AI Large Models for Power System: A Survey and Outlook
Qi Yao, Fang Fang, Yuanye Chen, Jizhen Liu, Huadong Mo, Yingfang Ao
Abstract
ABSTRACT In recent years, AI large models, also known as large pre‐trained models or foundational models, have achieved remarkable success in various tasks across multiple domains. These models leverage extensive unlabelled datasets from multiple fields and modalities, enabling them to generalize across tasks with minimal labelled data. Their ability has led to advancements in numerous domains. However, the application of large models in power systems remains in their early stages, and the potential of large models has not been fully explored.

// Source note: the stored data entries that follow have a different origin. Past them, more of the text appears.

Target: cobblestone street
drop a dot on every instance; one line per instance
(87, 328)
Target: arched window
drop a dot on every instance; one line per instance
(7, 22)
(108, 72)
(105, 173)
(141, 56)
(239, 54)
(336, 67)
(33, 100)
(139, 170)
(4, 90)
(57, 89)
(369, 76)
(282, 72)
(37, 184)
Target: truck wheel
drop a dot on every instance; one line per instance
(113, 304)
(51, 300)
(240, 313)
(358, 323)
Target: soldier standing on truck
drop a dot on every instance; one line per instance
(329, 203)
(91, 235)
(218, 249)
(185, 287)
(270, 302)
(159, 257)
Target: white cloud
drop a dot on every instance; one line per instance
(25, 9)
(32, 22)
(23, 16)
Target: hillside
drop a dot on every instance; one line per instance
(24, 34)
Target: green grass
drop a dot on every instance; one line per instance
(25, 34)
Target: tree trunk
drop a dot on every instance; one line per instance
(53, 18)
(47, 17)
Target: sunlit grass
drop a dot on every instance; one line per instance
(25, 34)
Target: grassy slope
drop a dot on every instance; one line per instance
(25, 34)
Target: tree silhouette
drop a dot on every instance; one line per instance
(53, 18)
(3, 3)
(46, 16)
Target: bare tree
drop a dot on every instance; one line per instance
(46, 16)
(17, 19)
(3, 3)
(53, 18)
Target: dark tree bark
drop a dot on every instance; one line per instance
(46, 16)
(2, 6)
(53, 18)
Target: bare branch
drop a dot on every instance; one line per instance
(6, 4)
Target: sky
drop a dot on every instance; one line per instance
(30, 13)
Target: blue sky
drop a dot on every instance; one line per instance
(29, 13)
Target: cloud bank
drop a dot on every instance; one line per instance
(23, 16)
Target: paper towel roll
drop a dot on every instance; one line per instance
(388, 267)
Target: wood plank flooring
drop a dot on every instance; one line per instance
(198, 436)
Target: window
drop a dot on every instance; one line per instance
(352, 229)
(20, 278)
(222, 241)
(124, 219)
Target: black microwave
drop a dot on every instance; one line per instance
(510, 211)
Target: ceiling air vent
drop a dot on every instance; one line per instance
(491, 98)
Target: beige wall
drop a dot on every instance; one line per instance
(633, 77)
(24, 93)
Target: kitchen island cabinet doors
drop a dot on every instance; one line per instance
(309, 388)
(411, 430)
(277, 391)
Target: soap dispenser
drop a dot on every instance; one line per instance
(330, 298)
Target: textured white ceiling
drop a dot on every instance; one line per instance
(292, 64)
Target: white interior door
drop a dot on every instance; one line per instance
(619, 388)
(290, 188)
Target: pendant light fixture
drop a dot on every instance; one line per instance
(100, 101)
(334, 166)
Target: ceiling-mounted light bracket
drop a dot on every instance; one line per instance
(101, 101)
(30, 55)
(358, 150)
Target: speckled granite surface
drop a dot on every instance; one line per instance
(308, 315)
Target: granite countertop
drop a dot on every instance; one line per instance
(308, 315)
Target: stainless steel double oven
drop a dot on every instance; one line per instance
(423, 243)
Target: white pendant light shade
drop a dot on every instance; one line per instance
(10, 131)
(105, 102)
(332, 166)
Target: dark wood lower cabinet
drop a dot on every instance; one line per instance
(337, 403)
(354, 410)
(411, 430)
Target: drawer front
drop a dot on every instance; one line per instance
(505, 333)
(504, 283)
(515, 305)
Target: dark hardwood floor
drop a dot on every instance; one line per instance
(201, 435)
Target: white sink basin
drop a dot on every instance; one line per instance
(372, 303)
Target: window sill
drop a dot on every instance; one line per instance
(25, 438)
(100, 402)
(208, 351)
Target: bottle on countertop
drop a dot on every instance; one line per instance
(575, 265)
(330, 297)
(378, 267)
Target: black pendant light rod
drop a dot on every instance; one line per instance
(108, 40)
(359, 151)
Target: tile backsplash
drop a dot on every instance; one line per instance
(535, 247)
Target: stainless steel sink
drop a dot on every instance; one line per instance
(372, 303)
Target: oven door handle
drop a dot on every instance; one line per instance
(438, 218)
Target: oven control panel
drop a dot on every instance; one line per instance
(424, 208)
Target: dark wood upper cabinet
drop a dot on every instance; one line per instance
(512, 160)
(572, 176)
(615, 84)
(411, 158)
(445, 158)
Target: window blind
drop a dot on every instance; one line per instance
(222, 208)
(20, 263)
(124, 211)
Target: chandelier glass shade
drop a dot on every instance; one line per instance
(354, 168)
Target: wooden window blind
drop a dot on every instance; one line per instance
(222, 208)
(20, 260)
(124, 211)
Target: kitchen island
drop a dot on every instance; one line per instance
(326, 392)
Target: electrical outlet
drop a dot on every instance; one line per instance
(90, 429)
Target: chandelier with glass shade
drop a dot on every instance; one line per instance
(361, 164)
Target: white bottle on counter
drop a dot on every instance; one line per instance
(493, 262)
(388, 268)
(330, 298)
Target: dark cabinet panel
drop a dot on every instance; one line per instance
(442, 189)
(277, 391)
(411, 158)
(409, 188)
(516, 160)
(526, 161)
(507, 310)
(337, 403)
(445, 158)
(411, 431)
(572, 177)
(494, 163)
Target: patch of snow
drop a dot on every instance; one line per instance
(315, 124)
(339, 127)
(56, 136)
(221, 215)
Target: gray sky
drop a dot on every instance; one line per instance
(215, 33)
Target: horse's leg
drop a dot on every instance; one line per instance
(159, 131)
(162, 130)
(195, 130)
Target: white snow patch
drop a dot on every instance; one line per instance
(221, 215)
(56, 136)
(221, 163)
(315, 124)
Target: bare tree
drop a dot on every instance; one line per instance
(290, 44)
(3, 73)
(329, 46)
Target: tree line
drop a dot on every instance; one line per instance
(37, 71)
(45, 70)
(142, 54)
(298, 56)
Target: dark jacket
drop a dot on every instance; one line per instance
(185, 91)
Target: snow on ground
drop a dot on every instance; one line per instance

This paper aims to help researchers and engineers grasp the latest advances and trends in large models to foster the development and applications in the power industry. It traces the development stages of large models, introduces the concept and architecture of large models, and concludes the verified and remarkable capabilities of the large model. Additionally, by integrating existing research, this paper reviews recent advancements and potential applications of large models in power systems, with a focus on perception, planning, and control. Moreover, it summarizes the key enhancement technologies for optimizing the effectiveness of large models of power systems. Finally, the challenges and risks associated with developing large models including computing power requirements, reliability, and safety considerations for power systems are also discussed. Based on the survey, large models for power systems are proven to be a promising paradigm that can improve the efficiency and effectiveness of intelligent power systems, which contributes to the reference for the intelligent development of the power industry.